Un tempo le nostre madri si vestivano a festa per fare atti coerenti, garbatamente vestite e senza eccedere negli atteggiamenti di confronto.
Una volta le nostre madri ci abituavano ad affrontare la vita, rispettando gli altrui generi, mai ritenuti in alcun modo mira di scherno o usati per dominarli o sottometterli, in quanto, ritenuti nostri pari con abilità uniche (a tal proposito si possono fornire prove e avvenimenti).
Un tempo le mostre madri, quando stanche restavano davanti all’uscio di casa, il luogo di spogliatura dei prodotti del trittico mediterraneo, attendevano il premio della loro abnegazione in forma di ritorno dei propri cari dalla campagna, non per finta ma per vita vissuta.
Un tempo la vita del paese era fatto di noi tutti, sia si trattasse del centro storico, sia delle frazioni o di ogni Kota/Rashë di terreno lavorato.
Quelli erano i tempo in cui le uniche onde del mare nostro, erano prodotte dallo scorrere lento del Galatrella; carezze simili alle materne, e ti crescevano c senza pericoli, perché fatte di lievi abbracci di docili acque.
Oggi la realtà degenerata, mediocre o senza storia, mira a rubare il futuro, impone scenari per le nostre cose e dalle vie quotidiane, trasformandoci in spettatori senza forza e cosa più grave siamo scippati sin anche dall’attivare i nostri cinque sensi.
Il genere umano è strano, anzi potrebbe dirsi degenere o perverso, in quanto, invece di rendere la vita partecipata nei centri minori, si preferisce illustrarla secondo le metriche di giullari senza futuro, che producono abusi edilizi perché modificando sin anche il senso certificato delle cortine edilizie.
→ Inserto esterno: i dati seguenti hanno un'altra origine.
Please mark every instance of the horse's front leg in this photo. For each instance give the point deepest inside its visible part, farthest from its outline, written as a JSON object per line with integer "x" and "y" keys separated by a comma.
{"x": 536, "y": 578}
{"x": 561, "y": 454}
Tuttavia, per quanti non hanno letto un libro, non hanno partecipato al vivere civile delle piccole comunità, è bene far sapere che lo scorrere del tempo non è dettato dalle onde del mare in burrasca o da voci altre; gli ambiti dei piccoli centri antichi, le prospettive le disegnano, giorno per giorno, ora per ora, minuto per minuto, quanti vivono e attivano i cinque sensi, coerentemente da oltre sei secoli di vita condivisa tra generi e ambiente naturale in crescita.